Mereka kemudian berpisah di gerbang kampus. Rendra dan Wulan melaju di jalur yang berbeda dari Akbar dan Ranti. Sepanjang jalan, keduanya diam. Suasana canggung menyelimuti karena ini pertama kalinya Rendra membonceng Wulan. Biasanya gadis itu ke kampus naik mobil pribadi. Duduk Wulan agak menjauh, tangannya hanya sesekali menyentuh bahu Rendra, cukup sopan dan menjaga jarak.

Tak lama, suara Wulan memecah keheningan.

“Ren, gue lapar. Lu lapar nggak?”

“Sama. Tadi pagi gue juga belum makan. Di depan sana ada warteg langganan gue, mau mampir?”

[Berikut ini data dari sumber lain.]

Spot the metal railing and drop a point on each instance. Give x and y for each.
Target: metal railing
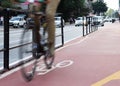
(87, 29)
(6, 49)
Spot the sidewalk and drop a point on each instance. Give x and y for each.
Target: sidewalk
(93, 60)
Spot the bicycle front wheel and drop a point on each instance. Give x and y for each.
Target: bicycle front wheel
(28, 61)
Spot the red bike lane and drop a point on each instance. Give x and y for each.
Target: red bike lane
(93, 60)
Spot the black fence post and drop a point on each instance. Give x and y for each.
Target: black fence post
(86, 25)
(6, 38)
(83, 26)
(62, 30)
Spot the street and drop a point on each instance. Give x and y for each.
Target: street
(70, 32)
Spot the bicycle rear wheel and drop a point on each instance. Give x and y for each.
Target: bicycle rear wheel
(48, 58)
(27, 56)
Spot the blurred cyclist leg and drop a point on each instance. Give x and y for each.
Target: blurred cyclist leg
(50, 13)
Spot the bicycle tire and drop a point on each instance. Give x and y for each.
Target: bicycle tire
(28, 65)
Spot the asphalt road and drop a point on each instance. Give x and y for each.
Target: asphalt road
(70, 32)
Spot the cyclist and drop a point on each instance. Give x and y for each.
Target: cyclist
(51, 7)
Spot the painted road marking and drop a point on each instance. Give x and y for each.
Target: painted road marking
(41, 68)
(114, 76)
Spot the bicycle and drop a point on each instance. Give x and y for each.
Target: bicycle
(32, 51)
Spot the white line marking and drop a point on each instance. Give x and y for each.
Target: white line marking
(18, 68)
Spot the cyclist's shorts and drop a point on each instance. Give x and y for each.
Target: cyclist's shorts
(22, 1)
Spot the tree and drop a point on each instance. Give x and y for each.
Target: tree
(6, 3)
(72, 8)
(99, 7)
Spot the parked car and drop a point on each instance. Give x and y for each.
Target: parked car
(79, 21)
(58, 22)
(98, 20)
(107, 20)
(17, 22)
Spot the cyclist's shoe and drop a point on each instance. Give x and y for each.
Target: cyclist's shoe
(29, 23)
(38, 50)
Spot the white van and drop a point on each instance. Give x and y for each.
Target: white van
(99, 20)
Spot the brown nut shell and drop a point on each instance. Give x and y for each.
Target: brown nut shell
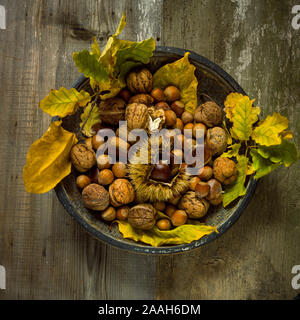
(95, 197)
(194, 207)
(142, 216)
(82, 157)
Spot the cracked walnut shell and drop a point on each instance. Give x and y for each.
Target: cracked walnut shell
(121, 192)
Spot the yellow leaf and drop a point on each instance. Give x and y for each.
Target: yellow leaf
(181, 75)
(64, 102)
(155, 237)
(268, 131)
(93, 118)
(231, 101)
(48, 159)
(243, 117)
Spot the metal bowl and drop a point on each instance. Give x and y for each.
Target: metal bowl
(213, 81)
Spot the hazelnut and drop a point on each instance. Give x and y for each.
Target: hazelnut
(194, 207)
(162, 105)
(170, 118)
(139, 81)
(82, 157)
(200, 128)
(187, 117)
(193, 182)
(202, 189)
(225, 170)
(188, 130)
(171, 93)
(122, 213)
(170, 209)
(216, 139)
(105, 177)
(174, 201)
(205, 173)
(177, 107)
(161, 172)
(125, 94)
(179, 218)
(159, 205)
(95, 197)
(215, 189)
(119, 169)
(137, 116)
(158, 95)
(82, 181)
(209, 113)
(163, 224)
(142, 98)
(178, 124)
(121, 192)
(104, 161)
(109, 214)
(142, 216)
(112, 110)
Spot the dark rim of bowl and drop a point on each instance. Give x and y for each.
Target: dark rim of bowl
(62, 195)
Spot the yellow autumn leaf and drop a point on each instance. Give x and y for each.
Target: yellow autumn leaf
(181, 75)
(48, 160)
(155, 237)
(268, 131)
(244, 115)
(64, 102)
(92, 116)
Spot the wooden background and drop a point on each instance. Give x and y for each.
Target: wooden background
(45, 253)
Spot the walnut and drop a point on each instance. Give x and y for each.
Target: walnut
(121, 192)
(225, 170)
(95, 197)
(137, 116)
(157, 113)
(82, 157)
(216, 140)
(142, 216)
(142, 98)
(112, 110)
(139, 81)
(194, 207)
(209, 113)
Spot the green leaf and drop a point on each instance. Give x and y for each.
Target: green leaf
(64, 102)
(261, 165)
(268, 131)
(155, 237)
(238, 188)
(93, 118)
(180, 74)
(244, 116)
(90, 66)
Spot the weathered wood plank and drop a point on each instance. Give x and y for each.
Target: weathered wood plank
(45, 253)
(255, 43)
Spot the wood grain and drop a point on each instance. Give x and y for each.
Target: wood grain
(255, 43)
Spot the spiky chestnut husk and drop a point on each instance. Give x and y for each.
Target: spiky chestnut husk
(148, 190)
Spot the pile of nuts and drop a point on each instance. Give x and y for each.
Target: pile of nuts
(106, 187)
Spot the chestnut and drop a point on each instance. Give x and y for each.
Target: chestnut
(177, 107)
(161, 172)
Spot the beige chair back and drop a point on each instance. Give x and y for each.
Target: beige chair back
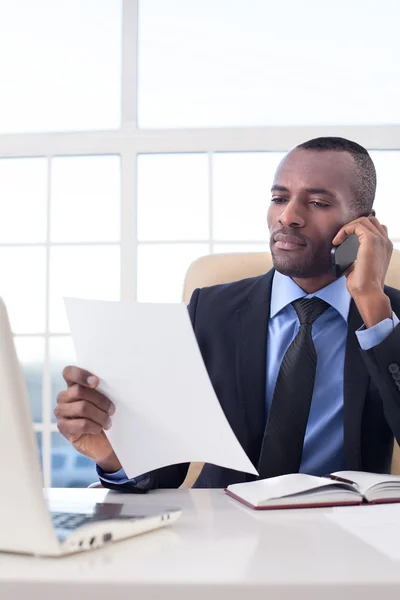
(224, 268)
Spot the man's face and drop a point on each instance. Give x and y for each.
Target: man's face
(312, 198)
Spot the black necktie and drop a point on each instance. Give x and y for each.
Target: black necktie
(282, 445)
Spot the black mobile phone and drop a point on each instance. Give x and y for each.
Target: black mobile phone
(343, 256)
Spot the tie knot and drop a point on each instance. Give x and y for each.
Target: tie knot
(309, 309)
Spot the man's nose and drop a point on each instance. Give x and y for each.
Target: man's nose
(292, 216)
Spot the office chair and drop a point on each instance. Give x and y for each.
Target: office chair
(224, 268)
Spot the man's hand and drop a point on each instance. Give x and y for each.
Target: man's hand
(82, 414)
(366, 277)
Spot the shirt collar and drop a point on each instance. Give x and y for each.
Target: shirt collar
(285, 291)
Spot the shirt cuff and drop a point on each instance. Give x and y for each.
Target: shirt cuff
(120, 477)
(368, 338)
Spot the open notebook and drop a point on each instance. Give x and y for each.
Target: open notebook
(298, 490)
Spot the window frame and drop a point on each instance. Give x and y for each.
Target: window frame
(129, 142)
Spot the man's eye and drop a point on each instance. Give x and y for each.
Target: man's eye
(320, 204)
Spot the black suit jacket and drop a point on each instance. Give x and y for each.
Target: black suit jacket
(231, 326)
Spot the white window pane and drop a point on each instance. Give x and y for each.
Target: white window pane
(173, 197)
(30, 351)
(22, 286)
(23, 199)
(162, 269)
(386, 203)
(83, 272)
(60, 65)
(252, 62)
(62, 354)
(68, 467)
(241, 194)
(85, 199)
(230, 248)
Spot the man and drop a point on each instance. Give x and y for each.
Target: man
(305, 366)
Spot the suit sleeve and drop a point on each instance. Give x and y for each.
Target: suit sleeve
(167, 477)
(383, 364)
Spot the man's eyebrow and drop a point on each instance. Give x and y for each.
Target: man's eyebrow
(279, 188)
(320, 191)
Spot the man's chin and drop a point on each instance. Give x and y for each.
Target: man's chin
(304, 269)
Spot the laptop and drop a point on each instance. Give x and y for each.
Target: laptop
(27, 525)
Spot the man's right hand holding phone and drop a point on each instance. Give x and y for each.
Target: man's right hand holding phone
(82, 414)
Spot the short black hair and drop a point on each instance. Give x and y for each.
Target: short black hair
(365, 183)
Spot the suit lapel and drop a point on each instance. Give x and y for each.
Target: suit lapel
(251, 345)
(355, 385)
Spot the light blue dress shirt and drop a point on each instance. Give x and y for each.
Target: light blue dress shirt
(323, 450)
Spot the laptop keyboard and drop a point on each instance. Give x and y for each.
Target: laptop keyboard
(71, 521)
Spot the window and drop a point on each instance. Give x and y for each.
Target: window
(167, 121)
(218, 63)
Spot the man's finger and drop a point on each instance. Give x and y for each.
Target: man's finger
(359, 227)
(78, 392)
(74, 375)
(82, 410)
(381, 228)
(73, 429)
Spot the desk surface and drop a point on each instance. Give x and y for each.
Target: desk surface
(221, 549)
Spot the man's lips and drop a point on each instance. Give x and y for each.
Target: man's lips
(286, 241)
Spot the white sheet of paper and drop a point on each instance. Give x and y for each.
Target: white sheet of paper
(150, 366)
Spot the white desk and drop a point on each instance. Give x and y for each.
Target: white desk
(219, 549)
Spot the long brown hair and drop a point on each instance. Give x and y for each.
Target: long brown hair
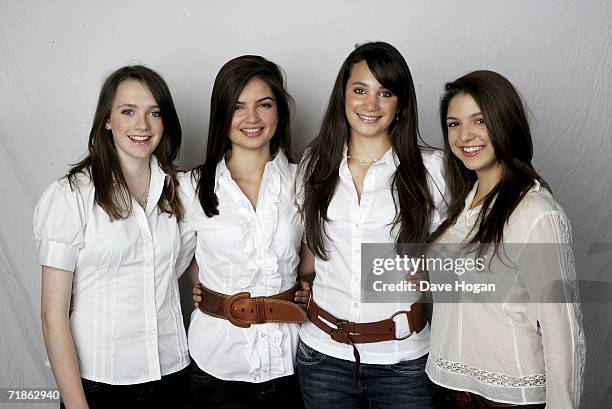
(229, 83)
(508, 129)
(324, 154)
(102, 163)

“Boleh,” jawab Wulan singkat.

Beberapa menit kemudian, mereka tiba di warteg yang dimaksud. Tempatnya sederhana, tapi bersih dan tidak terlalu ramai. Rendra memarkir motornya, lalu mereka masuk dan memilih tempat duduk di pojok dekat jendela.

“Kamu sering makan di sini, Dra?” tanya Wulan sambil melihat sekeliling.

“Nggak juga. Baru kemarin sih, tapi makanannya enak. Jadi kayaknya bakalan langganan,” jawab Rendra.

Tak lama kemudian, pesanan mereka datang. Mas warteg menghidangkannya dengan senyum ramah. “Silakan, Mas, Mbak. Selamat makan.”

“Makasih, Mas,” jawab Rendra dan Wulan bersamaan.

Mereka menikmati makan siang dalam keheningan nyaman. Setelah kenyang, obrolan kembali mengalir.

“Kira-kira kita dapet tempat KKN di mana ya?” tanya Wulan, menatap ke luar jendela.

“Belum tau. Tapi biasanya sih di desa. Kita tunggu aja infonya,” jawab Rendra.

“Gue sih pengen satu lokasi sama kalian. Biar ada temen yang dikenal,” ucap Wulan pelan.

Rendra tersenyum. “Gue juga gitu, Lan. Semoga aja bisa.”

Jam di pergelangan tangan Wulan sudah menunjukkan pukul tiga sore. Ia berdiri. “Udah sore, Dra. Balik yuk.”

“Lo ke depan duluan aja, gue mau bayar dulu,” kata Rendra.

“Wah, jadi ditraktir nih?” goda Wulan sambil tertawa.

“Sekali-sekali lah. Kan baru pertama kali kita makan bareng.”

Usai membayar, Rendra mengantar Wulan pulang ke rumahnya yang berada di kompleks perumahan elit. Setibanya di depan gerbang rumah, Wulan menoleh.

“Nggak mau mampir dulu?” tanyanya.

“Lain kali aja deh. Gue mau istirahat dulu,” jawab Rendra.

“Ya udah. Makasih banyak ya udah nganterin.”

“Sama-sama. Bye, Lan.”

“Hati-hati ya,” sahut Wulan sambil melambaikan tangan.

Rendra pun berlalu, meninggalkan rumah itu dengan senyum samar di wajahnya.